Kluge Antworten auf die großen Fragen unserer Zeit
In einem Band versammelt liefern die Denkanstöße 2025 aufschlussreiche Gedanken und Erkenntnisse eines ganzen Jahres. So greift der Philosoph Julian Nida-Rümelin die hitzige Debatte um die soganannte »Cancel Culture« auf und beschreibt die Gefährdungen der Demokratie. Die Politologin Daniela Schwarzer analysiert die innen- und außenpolitischen Krisen, die unser Land erschüttern und mutiges Handeln erfordern. Die großen Publizisten Stefan Aust und Alexander Kluge beleuchten die Wirkmacht der Medien und untersuchen das Konstrukt der Öffentlichkeit. Ein wichtiges Buch, übersichtlich und kompakt, zum Mitdenken und Mitreden!
Den Beitrag von Ronen Steinke zum Verfassungsschutz fand ich spannend. Ich wusste nicht, wie aktiv und wie viel Rechte der Verfassungsschutz in Deutschland hat. Und das dieser auch einfache Jugendliche, die nichts Strafbares machen (außer skeptisch gegenüber Noten zu sein und in der linken Politik aktiv zu sein), beobachtet (Niema Movassat).

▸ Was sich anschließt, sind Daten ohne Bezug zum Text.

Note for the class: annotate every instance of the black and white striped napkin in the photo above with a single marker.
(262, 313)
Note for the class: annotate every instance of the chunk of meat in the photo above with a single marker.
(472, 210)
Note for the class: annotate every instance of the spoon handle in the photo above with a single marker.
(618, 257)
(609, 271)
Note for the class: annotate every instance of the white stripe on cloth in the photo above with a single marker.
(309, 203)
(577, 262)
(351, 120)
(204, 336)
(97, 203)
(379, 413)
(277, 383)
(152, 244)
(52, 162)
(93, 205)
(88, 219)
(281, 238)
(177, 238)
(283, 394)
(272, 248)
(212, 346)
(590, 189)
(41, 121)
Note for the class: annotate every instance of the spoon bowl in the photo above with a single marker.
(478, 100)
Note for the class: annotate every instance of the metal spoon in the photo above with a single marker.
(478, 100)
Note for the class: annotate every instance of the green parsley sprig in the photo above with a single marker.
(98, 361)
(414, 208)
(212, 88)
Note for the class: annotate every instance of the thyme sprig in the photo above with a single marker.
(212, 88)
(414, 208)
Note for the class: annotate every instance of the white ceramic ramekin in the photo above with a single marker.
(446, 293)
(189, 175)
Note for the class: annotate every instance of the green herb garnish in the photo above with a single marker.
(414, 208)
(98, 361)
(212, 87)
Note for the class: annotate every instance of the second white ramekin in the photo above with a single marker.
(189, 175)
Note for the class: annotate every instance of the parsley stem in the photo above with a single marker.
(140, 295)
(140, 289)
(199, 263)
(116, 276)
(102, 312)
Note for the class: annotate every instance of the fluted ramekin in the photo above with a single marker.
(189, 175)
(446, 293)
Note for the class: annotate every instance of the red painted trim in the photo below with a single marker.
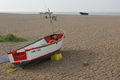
(35, 58)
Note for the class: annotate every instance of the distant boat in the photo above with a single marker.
(84, 13)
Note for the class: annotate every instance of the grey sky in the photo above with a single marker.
(60, 5)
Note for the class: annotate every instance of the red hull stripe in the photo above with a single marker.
(35, 58)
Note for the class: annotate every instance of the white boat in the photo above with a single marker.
(37, 50)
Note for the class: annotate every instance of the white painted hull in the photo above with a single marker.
(35, 51)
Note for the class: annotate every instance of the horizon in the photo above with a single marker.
(60, 5)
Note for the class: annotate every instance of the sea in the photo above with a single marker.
(70, 13)
(90, 13)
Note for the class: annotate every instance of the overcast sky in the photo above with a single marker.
(60, 5)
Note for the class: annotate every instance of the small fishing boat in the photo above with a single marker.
(38, 50)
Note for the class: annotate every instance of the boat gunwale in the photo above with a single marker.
(43, 45)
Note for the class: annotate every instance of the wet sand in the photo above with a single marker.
(91, 39)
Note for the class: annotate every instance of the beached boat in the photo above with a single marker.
(38, 50)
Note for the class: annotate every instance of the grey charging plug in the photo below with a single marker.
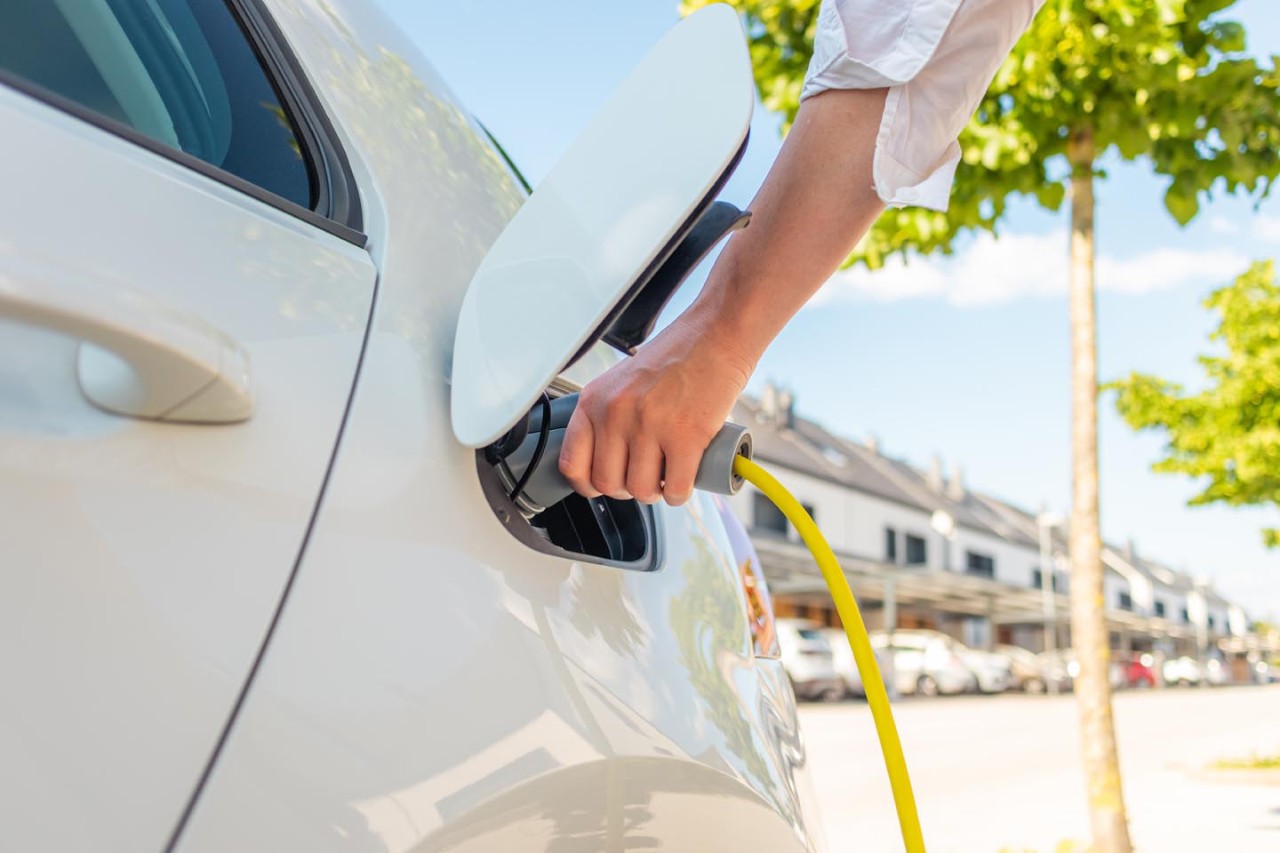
(545, 487)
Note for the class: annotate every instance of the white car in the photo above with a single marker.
(807, 655)
(926, 662)
(992, 670)
(842, 657)
(265, 587)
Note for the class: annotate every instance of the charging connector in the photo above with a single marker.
(544, 487)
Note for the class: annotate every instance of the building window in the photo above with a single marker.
(917, 552)
(979, 564)
(767, 518)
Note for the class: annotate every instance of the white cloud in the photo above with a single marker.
(991, 272)
(1266, 228)
(1220, 224)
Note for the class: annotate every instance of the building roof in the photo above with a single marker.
(805, 446)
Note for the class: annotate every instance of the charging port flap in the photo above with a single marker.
(586, 256)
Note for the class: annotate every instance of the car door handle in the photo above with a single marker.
(137, 356)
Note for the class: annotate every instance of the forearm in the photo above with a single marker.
(814, 205)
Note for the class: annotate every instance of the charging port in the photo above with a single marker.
(553, 520)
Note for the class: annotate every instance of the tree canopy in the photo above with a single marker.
(1166, 81)
(1229, 432)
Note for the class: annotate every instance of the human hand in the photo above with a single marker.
(640, 428)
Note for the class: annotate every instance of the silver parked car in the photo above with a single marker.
(842, 657)
(926, 662)
(266, 585)
(807, 655)
(992, 670)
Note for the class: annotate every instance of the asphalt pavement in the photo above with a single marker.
(997, 774)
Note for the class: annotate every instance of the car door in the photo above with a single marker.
(183, 302)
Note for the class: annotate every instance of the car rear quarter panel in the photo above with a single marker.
(433, 684)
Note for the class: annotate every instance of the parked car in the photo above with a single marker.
(926, 662)
(1183, 671)
(992, 670)
(1217, 673)
(1141, 670)
(1133, 670)
(846, 666)
(1029, 673)
(264, 584)
(1061, 666)
(808, 660)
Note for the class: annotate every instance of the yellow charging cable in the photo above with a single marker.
(858, 641)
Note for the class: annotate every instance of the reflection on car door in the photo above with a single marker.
(142, 561)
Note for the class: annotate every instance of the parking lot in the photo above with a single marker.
(996, 774)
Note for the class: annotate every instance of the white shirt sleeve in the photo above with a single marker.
(936, 58)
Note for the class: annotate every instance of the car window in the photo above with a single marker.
(181, 72)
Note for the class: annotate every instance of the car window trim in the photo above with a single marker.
(337, 191)
(306, 119)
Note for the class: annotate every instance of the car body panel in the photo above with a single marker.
(433, 683)
(146, 560)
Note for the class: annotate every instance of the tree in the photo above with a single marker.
(1229, 433)
(1164, 81)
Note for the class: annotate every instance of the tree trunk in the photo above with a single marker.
(1088, 628)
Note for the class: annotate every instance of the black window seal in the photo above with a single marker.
(323, 165)
(337, 192)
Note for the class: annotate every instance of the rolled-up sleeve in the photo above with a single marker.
(936, 58)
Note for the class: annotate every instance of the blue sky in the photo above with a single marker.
(965, 357)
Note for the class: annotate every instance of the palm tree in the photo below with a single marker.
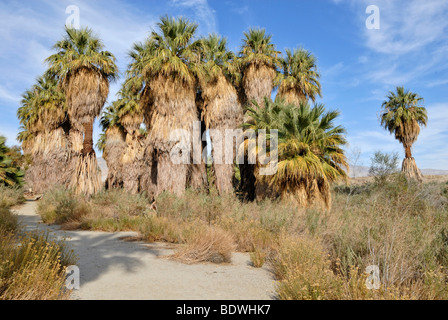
(402, 115)
(165, 63)
(84, 70)
(309, 150)
(300, 78)
(258, 61)
(112, 143)
(10, 173)
(221, 109)
(43, 116)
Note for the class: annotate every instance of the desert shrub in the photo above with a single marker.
(35, 269)
(10, 196)
(382, 166)
(8, 221)
(303, 270)
(62, 206)
(214, 245)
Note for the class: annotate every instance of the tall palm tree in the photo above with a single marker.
(166, 64)
(10, 174)
(299, 80)
(130, 116)
(309, 150)
(84, 70)
(258, 60)
(112, 143)
(402, 115)
(221, 109)
(43, 116)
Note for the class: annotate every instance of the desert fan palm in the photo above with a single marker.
(310, 154)
(221, 108)
(402, 115)
(84, 70)
(164, 64)
(258, 61)
(299, 79)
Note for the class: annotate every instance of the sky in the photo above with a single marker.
(358, 65)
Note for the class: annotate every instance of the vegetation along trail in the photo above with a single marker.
(111, 268)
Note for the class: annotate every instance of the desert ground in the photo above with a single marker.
(112, 267)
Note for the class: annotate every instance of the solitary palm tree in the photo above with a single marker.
(84, 70)
(403, 115)
(165, 64)
(258, 60)
(112, 143)
(310, 154)
(299, 80)
(221, 109)
(43, 116)
(10, 174)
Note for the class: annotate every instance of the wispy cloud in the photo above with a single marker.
(203, 13)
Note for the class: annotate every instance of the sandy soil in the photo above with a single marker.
(114, 269)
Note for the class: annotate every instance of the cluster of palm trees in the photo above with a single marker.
(173, 81)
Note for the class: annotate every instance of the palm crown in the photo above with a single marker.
(300, 75)
(402, 115)
(81, 49)
(258, 48)
(309, 147)
(169, 52)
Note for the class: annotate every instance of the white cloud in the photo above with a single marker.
(204, 14)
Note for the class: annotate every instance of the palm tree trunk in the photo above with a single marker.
(408, 152)
(409, 166)
(88, 139)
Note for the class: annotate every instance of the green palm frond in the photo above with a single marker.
(81, 49)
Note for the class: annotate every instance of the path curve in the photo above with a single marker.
(113, 269)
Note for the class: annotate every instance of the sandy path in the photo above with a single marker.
(114, 269)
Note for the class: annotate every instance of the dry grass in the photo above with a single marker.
(32, 266)
(401, 227)
(214, 245)
(35, 270)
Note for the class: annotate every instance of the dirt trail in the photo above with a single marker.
(113, 269)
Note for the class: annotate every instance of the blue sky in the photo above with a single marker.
(359, 66)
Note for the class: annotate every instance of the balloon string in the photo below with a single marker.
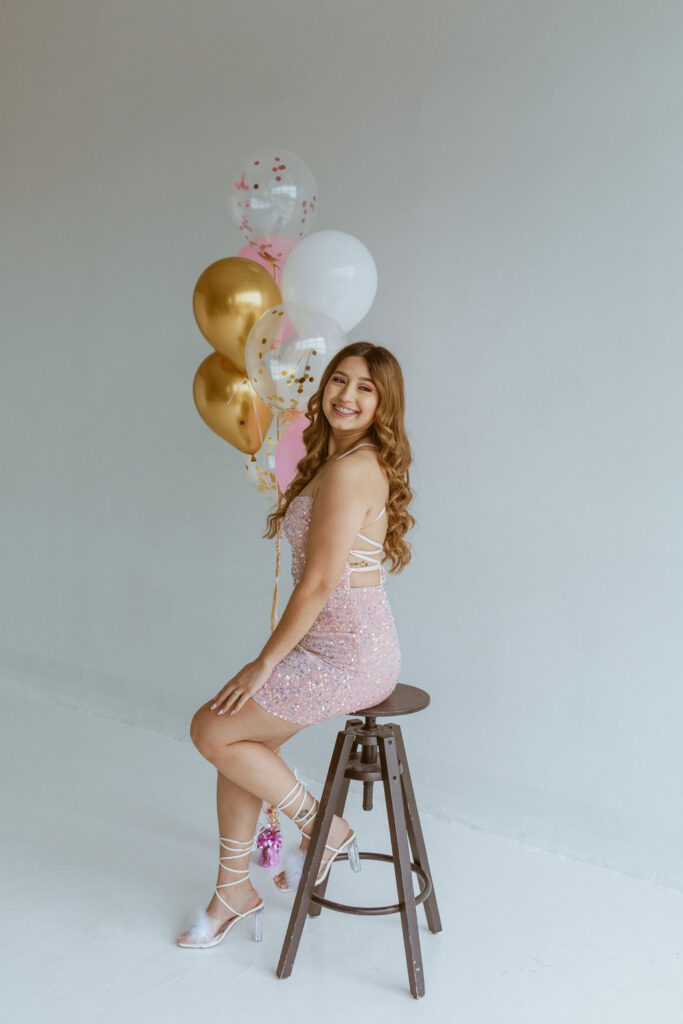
(273, 609)
(258, 419)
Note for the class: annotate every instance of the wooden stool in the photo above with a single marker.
(381, 758)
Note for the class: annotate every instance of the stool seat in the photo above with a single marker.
(372, 753)
(403, 700)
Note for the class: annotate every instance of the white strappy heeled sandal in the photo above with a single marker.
(201, 928)
(294, 860)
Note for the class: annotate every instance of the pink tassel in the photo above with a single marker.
(269, 841)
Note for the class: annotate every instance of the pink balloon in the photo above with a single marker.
(289, 451)
(271, 253)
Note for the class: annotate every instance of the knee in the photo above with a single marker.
(202, 731)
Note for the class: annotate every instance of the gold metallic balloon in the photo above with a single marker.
(228, 404)
(229, 296)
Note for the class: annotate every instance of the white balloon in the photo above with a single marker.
(332, 271)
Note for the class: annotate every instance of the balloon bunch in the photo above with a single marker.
(274, 314)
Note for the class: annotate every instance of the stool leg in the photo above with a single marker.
(415, 833)
(315, 908)
(329, 800)
(401, 861)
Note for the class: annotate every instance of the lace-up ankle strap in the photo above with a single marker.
(237, 848)
(299, 791)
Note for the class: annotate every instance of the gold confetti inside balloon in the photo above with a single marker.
(228, 404)
(229, 297)
(287, 351)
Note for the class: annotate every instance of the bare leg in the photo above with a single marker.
(242, 748)
(259, 770)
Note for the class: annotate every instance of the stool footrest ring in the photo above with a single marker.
(376, 910)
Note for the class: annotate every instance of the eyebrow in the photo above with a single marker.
(359, 378)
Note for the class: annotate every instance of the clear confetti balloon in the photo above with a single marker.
(273, 200)
(260, 467)
(286, 353)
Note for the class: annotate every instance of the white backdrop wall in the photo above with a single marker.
(514, 168)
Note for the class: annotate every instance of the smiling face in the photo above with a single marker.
(350, 398)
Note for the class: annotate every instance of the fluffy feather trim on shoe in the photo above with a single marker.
(200, 928)
(294, 861)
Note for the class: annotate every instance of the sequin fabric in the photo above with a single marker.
(349, 658)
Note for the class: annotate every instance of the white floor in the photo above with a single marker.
(110, 839)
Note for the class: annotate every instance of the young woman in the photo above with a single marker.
(335, 649)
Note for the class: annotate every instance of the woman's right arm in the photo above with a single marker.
(340, 507)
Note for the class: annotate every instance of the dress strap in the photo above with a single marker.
(383, 510)
(363, 444)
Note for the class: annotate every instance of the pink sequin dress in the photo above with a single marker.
(349, 658)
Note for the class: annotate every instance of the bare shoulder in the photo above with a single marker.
(360, 470)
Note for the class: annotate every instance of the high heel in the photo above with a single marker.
(200, 928)
(294, 861)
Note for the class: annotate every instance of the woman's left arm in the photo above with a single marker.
(340, 507)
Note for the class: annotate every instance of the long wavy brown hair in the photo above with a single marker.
(387, 431)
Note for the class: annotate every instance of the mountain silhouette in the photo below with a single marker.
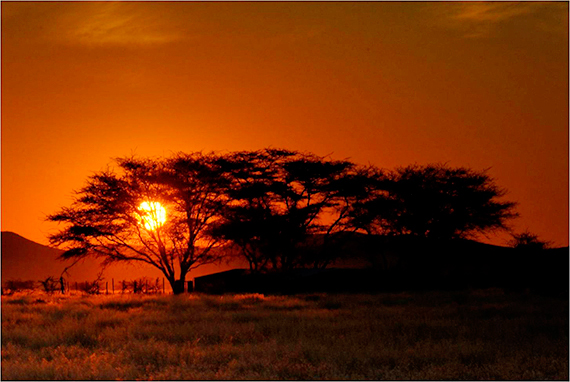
(27, 260)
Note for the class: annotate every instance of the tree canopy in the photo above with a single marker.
(281, 209)
(107, 218)
(434, 201)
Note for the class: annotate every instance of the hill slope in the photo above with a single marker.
(27, 260)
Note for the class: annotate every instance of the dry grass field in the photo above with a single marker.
(471, 335)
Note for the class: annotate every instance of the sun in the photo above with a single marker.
(152, 216)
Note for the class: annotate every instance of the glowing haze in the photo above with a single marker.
(483, 85)
(152, 215)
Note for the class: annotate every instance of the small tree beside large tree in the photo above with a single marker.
(434, 201)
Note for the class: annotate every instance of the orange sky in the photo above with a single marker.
(472, 84)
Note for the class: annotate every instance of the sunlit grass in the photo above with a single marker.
(456, 335)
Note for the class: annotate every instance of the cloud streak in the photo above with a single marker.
(482, 19)
(118, 24)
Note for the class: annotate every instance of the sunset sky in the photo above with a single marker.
(483, 85)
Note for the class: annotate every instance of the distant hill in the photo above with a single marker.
(27, 260)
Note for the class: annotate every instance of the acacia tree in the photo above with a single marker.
(288, 207)
(157, 212)
(434, 201)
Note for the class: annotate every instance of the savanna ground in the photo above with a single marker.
(480, 334)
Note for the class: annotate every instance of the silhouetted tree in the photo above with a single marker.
(108, 220)
(528, 242)
(281, 199)
(434, 201)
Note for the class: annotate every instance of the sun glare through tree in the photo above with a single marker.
(152, 215)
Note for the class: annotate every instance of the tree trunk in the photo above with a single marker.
(178, 286)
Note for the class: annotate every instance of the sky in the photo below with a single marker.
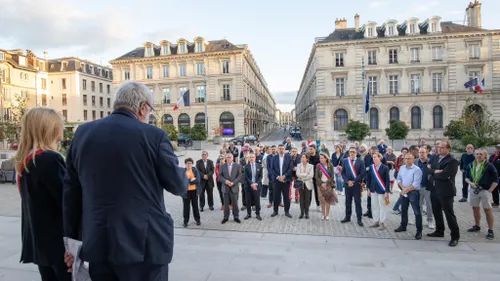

Ansonsten empfand ich einige Beiträge als einseitig.
"Nach der Gründung des Staates Israel gesellte sich zum bestehenden Antisemitismus in Deutschland eine neue Variante der Judenfeindschaft: ein israelbezögener Antisemitismus, der heute mehr denn je gesellschaftsfähig geworden ist.Beschimpft wird der jüdische Staat, gemeint sind die Juden überall." S.85 Das ist eine undifferenzierte Meinung, die zeigt, dass der Autor kein Wissen über die Geschehnisse in Israel/Palästina hat. Diese Aussage finde ich sehr simplizierend und menschenverachtend gegenüber unterdrückten Palästinensern in Israel und Palästina.
Die Gleichsetzung von Kritik an Israels Politik mit Antisemitismus verkennt, was Historiker wie Ilan Pappé oder Norman Finkelstein betonen: dass legitime Kritik an Besatzung, Vertreibung und Menschenrechtsverletzungen nicht judenfeindlich ist, sondern auf universellen moralischen Prinzipien beruht. Eine universalistische Haltung, wie sie beide Autoren fordern, bedeutet, Gewalt und Unterdrückung unabhängig von ihrer Herkunft zu verurteilen – gerade um antisemitische wie koloniale Strukturen gleichermaßen zu überwinden. Wer jede Kritik an Israel als antisemitisch abtut, schützt nicht Juden, sondern immunisiert staatliches Handeln gegen Verantwortung.
Menschen ohne Reflxionsvermögen setzen Juden und die israelische Regierung gleich. Ich finde diese Gleichsetzung entsetzlich. Es gibt genug Juden weltweit, die gegen den Genozid in Gaza und das Apartheidssystem in Israel sind.
Aber Kritik am Genozid ist wichtig und berechtigt und sollte nicht stumm gemacht werden mit der Logik "jede Kritik an der israelischen Regierung wäre antisemitisch". Diese Logik instrumentalisiert den Holocaust und verschleiert die systematischen Kriegsverbrechen und Unterdrückungsstrukturen, die von der israelischen Regierung ausgehen.
Die Beiträge von Natasha Kelly, Julian Nida-Rümelin und Thomas Metzinger fand ich auch spannend.